Here is another dramatic moment:  the last time I saw JC was many years ago in Nottingham, where Don Warrington‘s Mark Anthony delivered his famous “Friends, Romans, Countrymen” speech (see below) to Risorgimento Rome as a prayer for peace, a cute politician’s plea for unity.

Here, Jade Anouka‘s Mark Anthony delivers the same speech mostly pinned face-down to the ground by the conspirators, which certainly gives a fresh perspective, a reinterpretation of the power structures in Shakespeare’s text, as if the character is pleading more for his life.  Anouka begins her interpretation of MA as a cocky East-Ender, but the character becomes wiser and grows in stature through the play, which arc is the hallmark of a part well played.

Then there is the senior performer and star.  A much decorated and honour actress, Harriet Walter has spent a career playing with distinction noted character roles in period drama, and fondly in my memory Harriet Vane in Dorothy L Sayers mysteries.  In real life she is smaller, more slender than her TV image might suggest.  On stage in very masculine clothing she appears wiry yet vulnerable, her voice less strident than one might imagine. Her Brutus is an idealist with a conscience and a plague of secret doubts, one who at the death seems far more fragile than his noble and fearsome reputation might suggest. As the character himself puts it:

Be not deceived. If I have veiled my look,
I turn the trouble of my countenance
Merely upon myself. Vexèd I am
Of late with passions of some difference,
Conceptions only proper to myself,
Which give some soil, perhaps, to my behaviors.
But let not therefore my good friends be grieved
(Among which number, Cassius, be you one)
Nor construe any further my neglect,
Than that poor Brutus, with himself at war,
Forgets the shows of love to other men.

Without such doubts and weaknesses, maybe Brutus could have fought off his enemies and assumed power and won popular appeal among Romans – though sadly he/she is still incarcerated, so not to be.  The end of Brutus is slightly bizarre, since (s)he runs on to a hail of bullets from a toy gun rather than the more traditional sword, as described in the text, but that’s what happens when you play fast and loose with Shakespearean settings.

It is these aspects of personality and motivation that bring out the best in the poetry of the bard, and which would have made this ambitious and impressive Julius Caesar better still, but make no mistake, this is a muscular show that bites back, eschews soft hearts and is not afraid to shout out loud.  Art should leave an impression, not merely be, as Frank Lloyd Wright said of television, “chewing gum for the eyes.”
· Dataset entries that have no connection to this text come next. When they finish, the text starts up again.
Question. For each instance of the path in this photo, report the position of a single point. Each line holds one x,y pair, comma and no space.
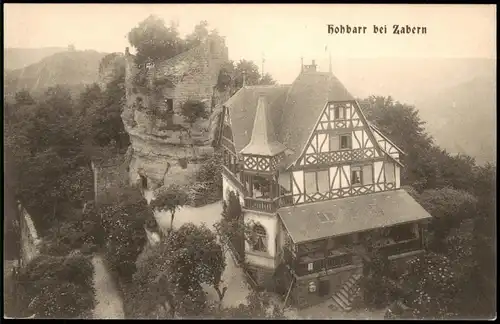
109,304
233,276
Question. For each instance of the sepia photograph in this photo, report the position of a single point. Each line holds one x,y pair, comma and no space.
249,161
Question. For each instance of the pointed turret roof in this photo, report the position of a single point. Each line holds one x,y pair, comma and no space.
264,140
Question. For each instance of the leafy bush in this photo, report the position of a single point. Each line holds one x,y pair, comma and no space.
123,222
208,182
58,287
171,274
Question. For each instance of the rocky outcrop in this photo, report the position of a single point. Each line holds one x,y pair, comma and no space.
165,148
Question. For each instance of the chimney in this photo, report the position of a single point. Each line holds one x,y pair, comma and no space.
313,66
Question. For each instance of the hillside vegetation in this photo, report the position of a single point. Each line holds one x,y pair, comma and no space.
18,58
73,69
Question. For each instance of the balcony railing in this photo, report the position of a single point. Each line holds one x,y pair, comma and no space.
268,205
318,264
402,247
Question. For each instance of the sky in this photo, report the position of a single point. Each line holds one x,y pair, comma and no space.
281,33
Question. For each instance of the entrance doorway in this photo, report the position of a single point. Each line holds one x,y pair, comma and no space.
324,288
144,182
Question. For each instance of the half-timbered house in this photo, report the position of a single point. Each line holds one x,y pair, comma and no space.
319,184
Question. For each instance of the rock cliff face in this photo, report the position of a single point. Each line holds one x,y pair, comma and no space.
166,149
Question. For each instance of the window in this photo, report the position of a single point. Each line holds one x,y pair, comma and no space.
345,142
356,175
316,181
340,112
260,238
389,171
170,104
367,174
312,287
334,143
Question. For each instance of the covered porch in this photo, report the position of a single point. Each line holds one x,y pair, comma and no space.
326,242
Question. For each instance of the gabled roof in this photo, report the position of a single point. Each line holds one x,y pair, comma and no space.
309,222
293,112
375,129
306,99
264,140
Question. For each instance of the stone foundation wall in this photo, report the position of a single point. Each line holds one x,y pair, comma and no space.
302,297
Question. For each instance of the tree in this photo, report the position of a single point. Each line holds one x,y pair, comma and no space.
171,199
259,305
46,155
123,222
449,207
154,41
251,72
232,229
199,35
192,110
172,272
58,287
430,286
267,79
224,79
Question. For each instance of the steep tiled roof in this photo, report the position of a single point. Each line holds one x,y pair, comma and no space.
264,140
314,221
242,107
293,111
306,99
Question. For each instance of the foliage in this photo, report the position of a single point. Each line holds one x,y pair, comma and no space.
46,155
377,283
199,34
225,76
232,229
171,199
81,231
192,110
123,222
430,286
208,182
449,207
267,79
58,287
172,272
259,306
154,41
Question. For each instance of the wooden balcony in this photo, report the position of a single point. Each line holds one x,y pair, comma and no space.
301,266
234,179
402,247
268,205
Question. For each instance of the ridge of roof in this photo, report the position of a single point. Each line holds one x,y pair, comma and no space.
385,137
313,90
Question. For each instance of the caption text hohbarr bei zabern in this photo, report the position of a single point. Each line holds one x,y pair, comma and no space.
377,29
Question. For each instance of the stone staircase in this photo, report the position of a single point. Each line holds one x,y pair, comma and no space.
343,299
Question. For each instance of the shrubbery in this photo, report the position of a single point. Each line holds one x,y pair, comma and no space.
58,287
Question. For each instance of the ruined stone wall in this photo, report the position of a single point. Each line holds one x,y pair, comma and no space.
110,69
166,149
30,242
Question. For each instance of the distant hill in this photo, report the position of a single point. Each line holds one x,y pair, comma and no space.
18,58
462,119
73,69
455,96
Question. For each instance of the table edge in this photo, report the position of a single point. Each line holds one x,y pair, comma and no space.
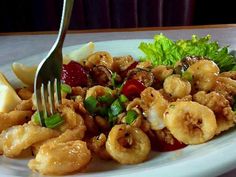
123,29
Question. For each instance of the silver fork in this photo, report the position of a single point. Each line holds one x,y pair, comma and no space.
48,75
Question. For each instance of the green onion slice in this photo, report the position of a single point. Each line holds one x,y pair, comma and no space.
113,79
130,116
116,108
187,75
66,88
36,118
54,121
90,104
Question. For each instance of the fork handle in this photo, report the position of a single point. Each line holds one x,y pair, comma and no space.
65,21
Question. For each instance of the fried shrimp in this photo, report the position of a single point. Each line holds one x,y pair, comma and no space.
154,105
97,91
225,117
226,87
72,120
176,86
127,144
13,118
97,145
69,135
20,137
61,158
204,74
190,122
99,58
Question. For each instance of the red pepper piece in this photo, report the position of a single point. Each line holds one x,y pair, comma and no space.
132,88
74,74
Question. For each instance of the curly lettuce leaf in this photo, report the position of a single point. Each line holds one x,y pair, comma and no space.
164,51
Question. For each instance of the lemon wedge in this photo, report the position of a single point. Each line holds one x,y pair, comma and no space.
24,73
9,98
80,54
27,73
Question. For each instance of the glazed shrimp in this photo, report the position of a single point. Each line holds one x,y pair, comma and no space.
225,86
176,86
127,144
190,122
20,137
154,105
225,117
61,158
13,118
204,74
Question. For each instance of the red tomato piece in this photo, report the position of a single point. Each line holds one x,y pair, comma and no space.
124,73
132,88
74,74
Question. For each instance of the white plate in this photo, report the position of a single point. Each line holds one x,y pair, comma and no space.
209,159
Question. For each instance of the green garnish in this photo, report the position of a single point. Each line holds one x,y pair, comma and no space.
234,104
90,104
36,118
113,79
116,108
54,121
66,88
123,98
130,116
187,75
164,51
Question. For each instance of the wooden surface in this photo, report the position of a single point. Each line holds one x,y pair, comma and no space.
15,46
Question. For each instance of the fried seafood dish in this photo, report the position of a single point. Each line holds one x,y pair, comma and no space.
120,108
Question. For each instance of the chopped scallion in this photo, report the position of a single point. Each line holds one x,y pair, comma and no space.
90,104
36,118
66,88
123,98
107,98
130,116
116,108
113,79
54,121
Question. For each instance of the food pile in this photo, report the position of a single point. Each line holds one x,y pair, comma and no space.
180,93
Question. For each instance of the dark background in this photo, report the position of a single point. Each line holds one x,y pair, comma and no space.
44,15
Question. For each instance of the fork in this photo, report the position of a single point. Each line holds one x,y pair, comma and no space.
47,82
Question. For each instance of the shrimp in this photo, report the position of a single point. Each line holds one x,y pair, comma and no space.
99,58
154,105
229,74
225,117
61,158
72,120
161,72
190,122
25,105
97,145
69,135
226,87
204,74
20,137
13,118
127,144
176,86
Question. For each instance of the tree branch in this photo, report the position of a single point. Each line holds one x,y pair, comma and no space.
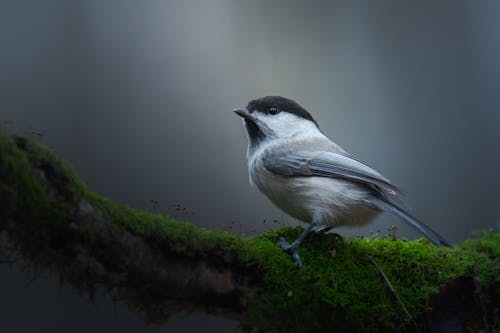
160,267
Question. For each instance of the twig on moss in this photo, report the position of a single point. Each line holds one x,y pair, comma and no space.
479,293
393,291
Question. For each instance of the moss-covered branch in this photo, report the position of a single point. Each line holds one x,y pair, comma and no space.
160,266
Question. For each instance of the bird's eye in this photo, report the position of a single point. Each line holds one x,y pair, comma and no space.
273,111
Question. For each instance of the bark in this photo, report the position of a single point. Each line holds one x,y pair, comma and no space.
160,267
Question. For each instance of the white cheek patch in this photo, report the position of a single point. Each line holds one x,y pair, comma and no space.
287,125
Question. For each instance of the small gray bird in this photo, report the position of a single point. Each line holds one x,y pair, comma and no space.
310,177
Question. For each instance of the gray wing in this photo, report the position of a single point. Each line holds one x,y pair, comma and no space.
329,164
325,164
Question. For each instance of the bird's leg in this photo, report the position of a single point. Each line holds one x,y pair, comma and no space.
294,247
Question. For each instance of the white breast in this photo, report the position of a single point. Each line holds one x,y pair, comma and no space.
331,201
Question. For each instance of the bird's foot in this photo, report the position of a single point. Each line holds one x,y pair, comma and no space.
293,249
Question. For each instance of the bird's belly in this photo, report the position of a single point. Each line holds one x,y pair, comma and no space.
332,202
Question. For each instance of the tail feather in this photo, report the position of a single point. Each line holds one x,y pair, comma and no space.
433,236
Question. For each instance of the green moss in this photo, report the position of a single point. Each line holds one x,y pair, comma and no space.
338,279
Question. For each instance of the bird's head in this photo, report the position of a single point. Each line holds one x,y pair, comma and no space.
276,117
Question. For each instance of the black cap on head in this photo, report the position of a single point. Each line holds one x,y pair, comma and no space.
264,104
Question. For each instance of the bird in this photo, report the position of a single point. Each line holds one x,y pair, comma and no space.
313,179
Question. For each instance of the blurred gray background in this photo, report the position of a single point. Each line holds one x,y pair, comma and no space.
137,95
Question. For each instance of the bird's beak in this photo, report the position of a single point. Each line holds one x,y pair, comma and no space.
243,112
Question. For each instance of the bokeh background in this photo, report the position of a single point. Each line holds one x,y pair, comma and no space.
137,95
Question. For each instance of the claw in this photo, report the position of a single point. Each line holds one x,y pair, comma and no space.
294,248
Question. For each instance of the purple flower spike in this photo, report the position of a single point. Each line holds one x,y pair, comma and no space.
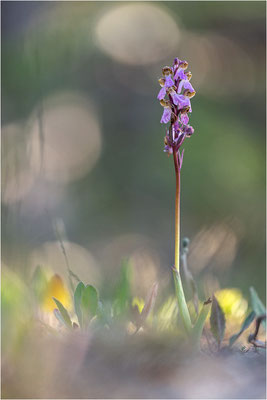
186,85
184,118
175,83
183,101
180,74
166,116
162,93
168,81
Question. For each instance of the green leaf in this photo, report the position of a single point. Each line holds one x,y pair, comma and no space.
257,305
149,304
248,320
200,322
89,302
217,321
39,283
77,301
64,313
123,290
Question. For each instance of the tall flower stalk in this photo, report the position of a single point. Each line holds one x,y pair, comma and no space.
174,95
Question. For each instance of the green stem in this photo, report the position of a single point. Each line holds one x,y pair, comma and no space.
183,309
182,306
199,325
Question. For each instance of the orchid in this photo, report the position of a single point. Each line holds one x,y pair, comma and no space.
177,106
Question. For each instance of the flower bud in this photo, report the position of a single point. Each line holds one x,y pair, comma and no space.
189,94
183,64
166,71
173,118
164,103
161,82
185,110
189,75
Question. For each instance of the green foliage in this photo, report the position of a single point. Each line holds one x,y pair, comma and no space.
217,321
247,322
200,322
39,283
86,303
64,313
257,305
122,293
77,301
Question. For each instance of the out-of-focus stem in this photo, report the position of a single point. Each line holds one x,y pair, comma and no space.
183,309
177,212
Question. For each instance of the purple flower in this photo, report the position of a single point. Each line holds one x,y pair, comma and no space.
168,149
162,93
184,118
183,102
179,74
168,81
186,85
189,130
166,116
175,84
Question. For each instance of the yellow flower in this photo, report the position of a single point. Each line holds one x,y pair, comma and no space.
232,302
56,288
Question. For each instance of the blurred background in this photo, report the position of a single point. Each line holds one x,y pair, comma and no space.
82,143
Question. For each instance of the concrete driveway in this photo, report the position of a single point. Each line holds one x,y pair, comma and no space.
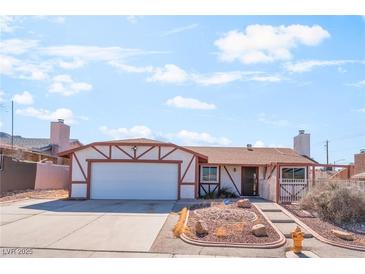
106,225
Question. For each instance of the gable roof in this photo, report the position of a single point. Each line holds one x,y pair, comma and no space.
137,141
254,156
132,142
220,155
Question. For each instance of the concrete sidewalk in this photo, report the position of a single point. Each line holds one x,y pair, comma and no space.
286,225
95,225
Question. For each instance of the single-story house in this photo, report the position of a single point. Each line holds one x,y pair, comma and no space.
149,169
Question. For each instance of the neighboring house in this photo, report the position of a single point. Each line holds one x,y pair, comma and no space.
59,140
149,169
355,171
31,162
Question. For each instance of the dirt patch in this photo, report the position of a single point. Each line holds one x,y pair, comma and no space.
229,224
34,194
324,228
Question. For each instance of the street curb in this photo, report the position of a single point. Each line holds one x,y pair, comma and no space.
317,236
277,243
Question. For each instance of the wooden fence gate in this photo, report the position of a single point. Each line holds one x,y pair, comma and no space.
292,190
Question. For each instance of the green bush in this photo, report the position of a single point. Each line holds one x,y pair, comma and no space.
336,202
223,193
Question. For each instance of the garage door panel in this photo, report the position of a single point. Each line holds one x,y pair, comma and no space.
134,181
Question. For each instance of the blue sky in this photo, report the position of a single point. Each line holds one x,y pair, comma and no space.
197,80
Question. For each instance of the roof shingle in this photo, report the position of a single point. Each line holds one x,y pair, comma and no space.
254,156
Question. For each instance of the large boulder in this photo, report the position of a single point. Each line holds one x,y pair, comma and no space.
343,235
201,228
244,203
259,230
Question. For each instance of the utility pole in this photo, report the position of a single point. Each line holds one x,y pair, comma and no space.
326,145
12,124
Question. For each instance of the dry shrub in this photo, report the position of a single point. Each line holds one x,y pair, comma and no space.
237,227
221,232
180,225
335,202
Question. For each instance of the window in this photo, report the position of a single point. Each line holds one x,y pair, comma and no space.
209,174
293,173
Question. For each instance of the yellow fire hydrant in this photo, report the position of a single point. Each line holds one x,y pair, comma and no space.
298,237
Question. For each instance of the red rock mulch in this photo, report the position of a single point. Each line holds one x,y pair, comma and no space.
33,194
324,228
235,222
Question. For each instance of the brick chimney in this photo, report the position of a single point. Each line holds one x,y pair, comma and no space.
60,136
302,143
359,162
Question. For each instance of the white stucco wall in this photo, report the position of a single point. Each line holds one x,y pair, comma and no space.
78,191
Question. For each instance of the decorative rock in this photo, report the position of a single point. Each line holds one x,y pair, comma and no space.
343,235
244,203
201,228
259,230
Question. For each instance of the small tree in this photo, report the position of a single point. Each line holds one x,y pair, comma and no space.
335,202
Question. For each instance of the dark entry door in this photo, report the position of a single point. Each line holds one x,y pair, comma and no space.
249,181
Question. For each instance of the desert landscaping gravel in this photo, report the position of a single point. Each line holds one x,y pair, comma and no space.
235,222
33,194
324,228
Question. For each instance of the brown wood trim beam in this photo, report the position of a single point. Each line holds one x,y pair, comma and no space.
167,154
230,177
102,153
78,163
125,152
187,168
144,153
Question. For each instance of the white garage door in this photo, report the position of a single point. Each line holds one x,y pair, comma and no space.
150,181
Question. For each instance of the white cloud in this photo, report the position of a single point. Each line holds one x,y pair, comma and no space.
217,78
169,74
183,137
178,30
265,78
58,19
139,131
220,78
43,114
186,137
266,43
22,69
133,19
24,98
77,63
272,120
7,23
259,143
17,46
66,86
132,69
359,84
305,66
94,53
2,95
189,103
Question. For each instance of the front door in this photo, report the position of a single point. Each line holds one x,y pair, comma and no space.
249,181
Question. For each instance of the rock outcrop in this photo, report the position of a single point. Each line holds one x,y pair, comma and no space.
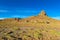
40,27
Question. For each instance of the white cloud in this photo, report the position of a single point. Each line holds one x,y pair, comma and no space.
27,11
19,16
1,18
58,17
3,10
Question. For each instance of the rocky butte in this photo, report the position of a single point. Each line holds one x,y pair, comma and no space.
40,27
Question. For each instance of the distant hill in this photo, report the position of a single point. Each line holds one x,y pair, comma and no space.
40,27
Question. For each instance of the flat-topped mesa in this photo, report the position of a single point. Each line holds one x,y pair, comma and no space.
42,13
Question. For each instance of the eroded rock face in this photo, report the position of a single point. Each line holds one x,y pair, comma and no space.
38,27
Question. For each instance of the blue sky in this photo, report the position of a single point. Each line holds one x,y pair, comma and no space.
26,8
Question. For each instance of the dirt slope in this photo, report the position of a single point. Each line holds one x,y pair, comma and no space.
40,27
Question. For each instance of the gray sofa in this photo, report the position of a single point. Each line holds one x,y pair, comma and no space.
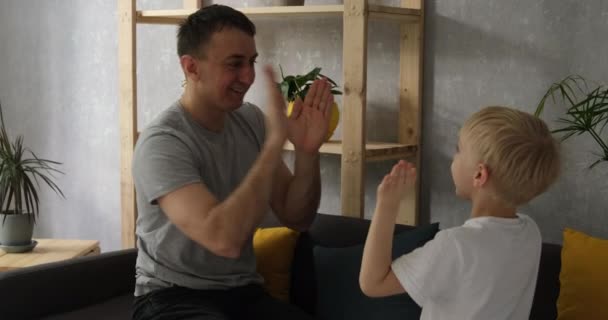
101,287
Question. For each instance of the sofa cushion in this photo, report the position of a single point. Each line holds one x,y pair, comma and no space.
274,249
547,284
117,308
338,292
583,277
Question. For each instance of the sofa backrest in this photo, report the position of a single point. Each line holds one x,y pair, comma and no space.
339,231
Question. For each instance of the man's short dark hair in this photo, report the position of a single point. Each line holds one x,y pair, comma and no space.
196,31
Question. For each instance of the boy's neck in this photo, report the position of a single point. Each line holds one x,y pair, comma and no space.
489,207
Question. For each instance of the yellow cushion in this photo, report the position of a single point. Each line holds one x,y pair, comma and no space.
274,250
583,277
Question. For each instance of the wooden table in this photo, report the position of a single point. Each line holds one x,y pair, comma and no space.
49,250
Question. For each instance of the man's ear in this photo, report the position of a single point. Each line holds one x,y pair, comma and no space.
190,67
481,175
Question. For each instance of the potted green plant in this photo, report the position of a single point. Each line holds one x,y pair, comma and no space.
293,86
21,172
586,111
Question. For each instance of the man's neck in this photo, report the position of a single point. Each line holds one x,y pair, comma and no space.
489,206
210,118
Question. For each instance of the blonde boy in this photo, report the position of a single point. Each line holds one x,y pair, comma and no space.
486,268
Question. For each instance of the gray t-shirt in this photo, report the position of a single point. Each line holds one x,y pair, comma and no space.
175,151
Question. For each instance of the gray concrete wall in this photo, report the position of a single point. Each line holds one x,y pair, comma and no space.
59,88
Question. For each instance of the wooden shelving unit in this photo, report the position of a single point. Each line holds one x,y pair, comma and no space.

Of its audiences, all will walk away feeling stunned and trying to absorb the full terror of what has been seen.  In this case, that included Jeremy Vine and his teenage daughter, further along our row; I trust this gave him something to talk about on Radio 2.


Friends, Romans, countrymen, lend me your ears;
I come to bury Caesar, not to praise him.
The evil that men do lives after them;
The good is oft interred with their bones;
So let it be with Caesar. The noble Brutus
Hath told you Caesar was ambitious:
If it were so, it was a grievous fault,
And grievously hath Caesar answer’d it.
Here, under leave of Brutus and the rest–
For Brutus is an honourable man;
So are they all, all honourable men–
Come I to speak in Caesar’s funeral.
He was my friend, faithful and just to me:
But Brutus says he was ambitious;
And Brutus is an honourable man.
He hath brought many captives home to Rome
Whose ransoms did the general coffers fill:
Did this in Caesar seem ambitious?
When that the poor have cried, Caesar hath wept:
Ambition should be made of sterner stuff:
Yet Brutus says he was ambitious;
And Brutus is an honourable man.
You all did see that on the Lupercal
I thrice presented him a kingly crown,
Which he did thrice refuse: was this ambition?
Yet Brutus says he was ambitious;
And, sure, he is an honourable man.
I speak not to disprove what Brutus spoke,
But here I am to speak what I do know.
You all did love him once, not without cause:
What cause withholds you then, to mourn for him?
O judgment! thou art fled to brutish beasts,
And men have lost their reason. Bear with me;
My heart is in the coffin there with Caesar,
And I must pause till it come back to me.